He notices people's smells and their appearance.

The lab nemantode worms provide useful analogies. There are other analogies - e.g.

  • "the abandoned, mismatched mugs crouch in the back of the cupboard like children in foster care"
  • "grief can feel diffuse and dense at once, like a flock of birds in the sky"

A friendship with hetero Miller suddenly erupts into sex. They wonder where it'll go. Wallace pours him water.

The water level rose and rose until it was almost overflowing, spilling down their fingers. But it didn't. Wallace stopped just short of that point, the point at which water wavered on the very cusp of the container that meant to hold it, the point at which water swelled to an unbearable height before giving way, the point at which something must either recede or break and extend. "There." Wallace said, "Enjoy"

And Miller does.

Wallace plays tennis (which provides bounteous analogies) with Cole (Wallace's "simplest" friend). In the first year they were close without ever being intimate. Now Cole's worried about Vincent being unfaithful. Cole's not an interesting enough character to fill a chapter, nor is Wallace's reponse/analysis.

The party chapter's theme is change - whether one should; whether one should try to change others; whether Wallace's attempt to become a new person at uni means he has to be silent about his past. The party's at Miller's shared house. Wallace reveals to the party things said in confidence by Cole. It all gets rather awkward. Friends are trying to pair Miller up with a female guest. Later, in Miller's room, Miller asks Wallace to tell him about his past. Wallace says how he was raped by a house-guest and how his parents did nothing. He says about an early lover. He wants Miller to reject him because of this.

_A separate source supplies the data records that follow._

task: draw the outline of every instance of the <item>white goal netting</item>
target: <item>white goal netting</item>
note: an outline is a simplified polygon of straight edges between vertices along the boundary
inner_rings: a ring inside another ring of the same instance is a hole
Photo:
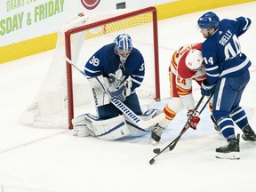
[[[123,17],[124,15],[128,17]],[[80,28],[84,26],[89,28],[81,30]],[[65,42],[65,32],[69,29],[75,29],[75,33],[70,36],[70,46]],[[85,15],[64,25],[58,31],[54,58],[45,80],[34,100],[21,114],[20,122],[36,127],[70,128],[73,115],[71,113],[70,116],[68,109],[70,95],[67,81],[71,82],[73,86],[72,102],[75,110],[76,106],[92,104],[93,99],[87,79],[80,72],[73,68],[71,75],[67,75],[65,52],[71,50],[72,62],[84,70],[88,59],[101,46],[113,43],[121,33],[131,36],[133,46],[140,50],[145,60],[146,75],[142,85],[137,89],[139,98],[156,98],[156,77],[158,78],[157,75],[156,76],[156,53],[158,52],[156,52],[157,44],[155,42],[156,36],[154,39],[155,31],[152,12],[138,12],[134,10]],[[84,113],[86,113],[86,108]]]

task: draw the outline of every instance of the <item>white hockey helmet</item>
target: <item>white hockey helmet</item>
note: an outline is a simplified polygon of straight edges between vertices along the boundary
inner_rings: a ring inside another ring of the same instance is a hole
[[[193,71],[197,70],[202,66],[203,61],[202,52],[196,49],[189,50],[185,60],[186,66]]]

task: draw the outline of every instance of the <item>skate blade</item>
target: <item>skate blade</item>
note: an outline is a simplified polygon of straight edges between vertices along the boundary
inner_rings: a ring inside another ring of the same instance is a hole
[[[220,159],[240,159],[239,152],[216,153],[215,156]]]

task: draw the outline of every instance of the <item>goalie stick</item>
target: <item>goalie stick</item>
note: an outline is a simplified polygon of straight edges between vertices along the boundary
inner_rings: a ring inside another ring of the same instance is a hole
[[[68,57],[66,57],[66,60],[77,71],[79,71],[82,75],[85,76],[84,72],[81,70],[76,64],[74,64],[72,60],[70,60]],[[156,124],[157,123],[165,118],[164,113],[161,113],[156,116],[153,117],[152,119],[145,121],[140,118],[131,108],[129,108],[124,103],[123,103],[117,98],[112,98],[110,100],[110,102],[120,111],[122,111],[124,116],[126,116],[129,119],[131,119],[138,127],[140,127],[142,129],[149,128],[150,126]]]
[[[203,110],[205,108],[207,103],[210,101],[211,98],[212,97],[213,93],[208,98],[207,101],[205,102],[205,104],[204,105],[204,107],[202,108],[202,109],[200,110],[199,112],[199,115],[203,112]],[[203,95],[200,99],[200,100],[198,101],[197,105],[196,106],[196,108],[194,108],[194,111],[196,111],[199,108],[199,106],[201,105],[203,100],[204,98],[204,95]],[[156,153],[156,155],[150,159],[149,161],[149,164],[153,164],[155,163],[155,158],[156,156],[158,156],[160,154],[162,153],[165,153],[165,152],[169,152],[169,151],[172,151],[175,146],[177,145],[178,141],[180,140],[180,137],[184,134],[184,132],[189,128],[188,126],[188,123],[189,121],[191,120],[193,116],[193,113],[189,116],[188,119],[187,120],[183,129],[181,130],[181,132],[180,132],[179,136],[174,140],[172,140],[170,144],[168,144],[165,148],[164,148],[163,149],[161,148],[155,148],[153,150],[154,153]]]

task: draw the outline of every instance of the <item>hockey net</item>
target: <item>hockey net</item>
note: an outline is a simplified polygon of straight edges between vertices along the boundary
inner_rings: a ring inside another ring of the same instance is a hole
[[[45,80],[20,121],[35,127],[71,129],[76,106],[93,103],[92,89],[81,74],[84,64],[122,33],[131,36],[132,45],[145,60],[145,78],[137,89],[139,98],[160,100],[156,10],[116,10],[83,15],[61,27]]]

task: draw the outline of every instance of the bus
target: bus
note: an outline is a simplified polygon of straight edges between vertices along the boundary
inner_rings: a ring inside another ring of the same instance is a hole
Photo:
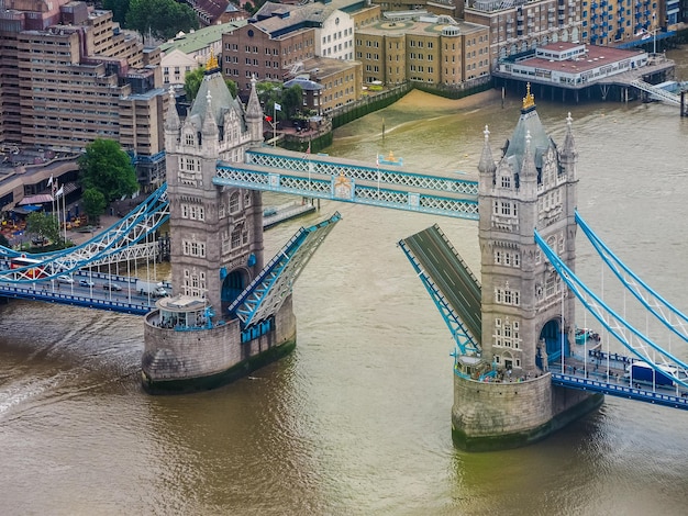
[[[634,383],[653,383],[655,385],[674,385],[674,378],[679,380],[686,380],[686,373],[673,366],[657,366],[658,371],[655,370],[647,362],[633,362],[626,367],[624,377],[632,380]]]
[[[10,269],[23,269],[24,267],[29,267],[29,269],[22,272],[26,278],[45,278],[47,274],[45,273],[45,269],[42,263],[43,262],[41,260],[26,258],[25,256],[18,256],[10,260]]]

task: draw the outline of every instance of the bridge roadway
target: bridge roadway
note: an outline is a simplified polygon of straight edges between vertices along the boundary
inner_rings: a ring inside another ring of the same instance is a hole
[[[136,279],[102,272],[82,272],[74,274],[74,283],[48,279],[21,284],[0,281],[0,296],[145,315],[155,307],[157,299],[136,292]],[[92,285],[79,284],[80,281]],[[121,290],[106,289],[110,283]],[[165,289],[170,291],[171,285],[165,284]]]
[[[564,368],[561,361],[551,362],[552,383],[688,411],[688,389],[685,386],[653,385],[639,380],[631,383],[625,374],[628,364],[634,360],[637,359],[589,349],[587,362],[582,356],[576,354],[566,357]]]
[[[480,283],[435,224],[403,240],[476,344],[482,337]]]
[[[246,153],[245,162],[219,162],[212,181],[221,187],[478,220],[476,181],[284,149],[256,148]]]

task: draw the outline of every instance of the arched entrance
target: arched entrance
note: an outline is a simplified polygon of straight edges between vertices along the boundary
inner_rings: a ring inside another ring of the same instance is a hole
[[[222,281],[222,292],[220,300],[222,302],[222,313],[232,304],[238,294],[241,294],[246,285],[248,285],[248,272],[244,269],[234,269]]]
[[[545,343],[547,361],[558,360],[562,357],[562,325],[559,318],[547,322],[540,332],[540,341]],[[570,346],[568,337],[564,335],[564,356],[568,356]],[[540,355],[540,351],[539,351]]]

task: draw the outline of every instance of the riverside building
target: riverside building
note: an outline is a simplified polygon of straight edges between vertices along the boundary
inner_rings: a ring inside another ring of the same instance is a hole
[[[168,96],[159,61],[111,11],[0,0],[0,144],[78,153],[114,139],[143,186],[162,183]]]

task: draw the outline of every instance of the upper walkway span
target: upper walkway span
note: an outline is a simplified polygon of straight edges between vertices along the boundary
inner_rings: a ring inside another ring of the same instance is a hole
[[[219,162],[213,184],[478,220],[476,181],[284,149],[262,147],[247,152],[245,162]]]

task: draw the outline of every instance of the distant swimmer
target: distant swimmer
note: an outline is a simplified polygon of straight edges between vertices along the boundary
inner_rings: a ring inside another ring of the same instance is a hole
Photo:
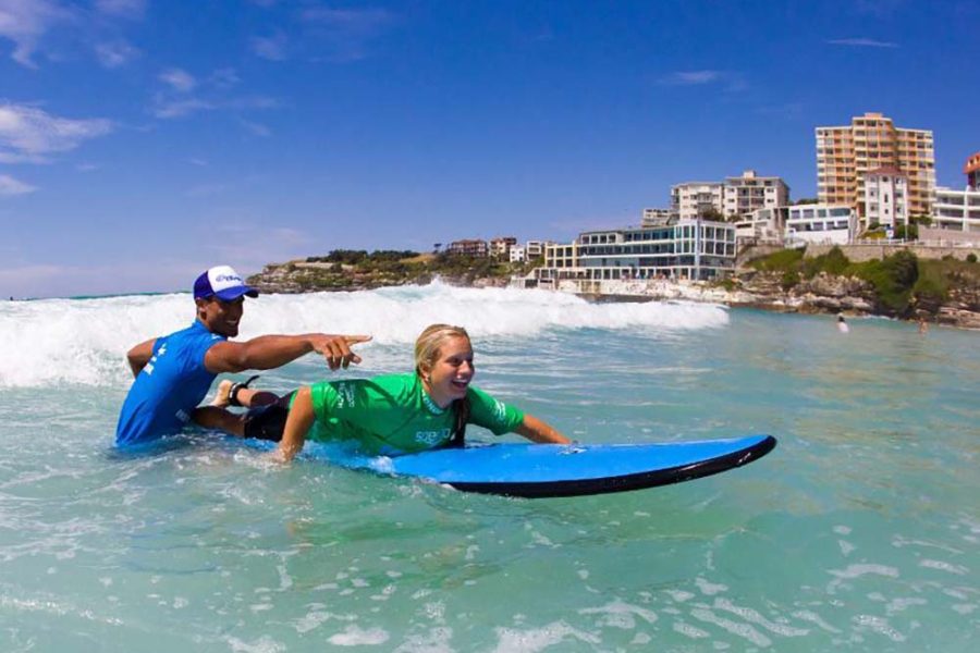
[[[415,343],[414,372],[322,381],[261,405],[259,391],[222,381],[218,401],[199,408],[195,419],[240,438],[279,442],[282,461],[307,439],[353,441],[363,453],[387,456],[462,445],[467,423],[537,443],[569,442],[544,421],[470,385],[475,373],[466,330],[432,324]],[[228,405],[249,410],[234,414]]]
[[[197,405],[221,372],[268,370],[310,352],[323,355],[331,370],[346,368],[360,362],[351,346],[371,340],[369,335],[307,333],[229,342],[238,335],[245,297],[258,297],[258,291],[245,285],[228,266],[211,268],[194,282],[194,323],[130,349],[126,358],[136,379],[119,415],[117,445],[179,433],[195,419]],[[270,402],[278,398],[264,394]]]

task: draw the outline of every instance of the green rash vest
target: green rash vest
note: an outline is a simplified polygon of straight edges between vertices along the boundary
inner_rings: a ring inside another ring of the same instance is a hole
[[[399,455],[449,443],[454,414],[429,398],[417,374],[385,374],[373,379],[323,381],[311,386],[316,420],[307,438],[318,442],[355,440],[368,454]],[[469,387],[467,423],[494,435],[510,433],[524,414]]]

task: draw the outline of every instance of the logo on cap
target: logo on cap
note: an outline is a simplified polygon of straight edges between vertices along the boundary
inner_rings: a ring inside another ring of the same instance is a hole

Instead, Miller replies with a confession of his own, about an outburst of violence. Wallace slips away in the night.

Miller thinks he doesn't understand friendship (though he tries to analyse it). He thinks he understands cruelty though. Later he thinks that "The truly awful thing about beauty is that it reminds us of our limits. Beauty is a kind of unrelenting cruelty". His female supervisor hints that he might consider leaving (he seems to be struggling academically, and there are accusations that he's anti-woman). He talks to his friend Bridget, a S.E. Asian. Each feels racially isolated. Wallace tells her about his father's death. He realises that there are responsibilities involved on both sides when sharing confidences.

Several people say that he's selfish. Maybe he's thin-skinned, with a chip on his shoulder and knives in his back. Maybe the micro-aggressions added up. Stress affects him - he vomits a few times in the novel and "Sleep will not meet him"

Miller arrives late at Wallace's house, drunk after a day out with friends. He's still upset about Wallace's lack of reaction after Miller's confession, about how Miller slipped away. Neither knows what future they have together. He knocks Wallace about a bit, after provocation - Wallace seems used to violence with casual sex. They go to the lake. Miller begins to teach Wallace to swim, to trust. Miller says he used to relax in the water by imagining being inside Jonah's whale. Wallace take him to his apartment's rooftop where he likes to chill out. There's a new dawn.

I like how issues are kept in the balance throughout the novel. Is he being treated more unfairly than others in the lab and socially? How much self-sabotage is involved? Is he coping well under difficult circumstances? It's unclear.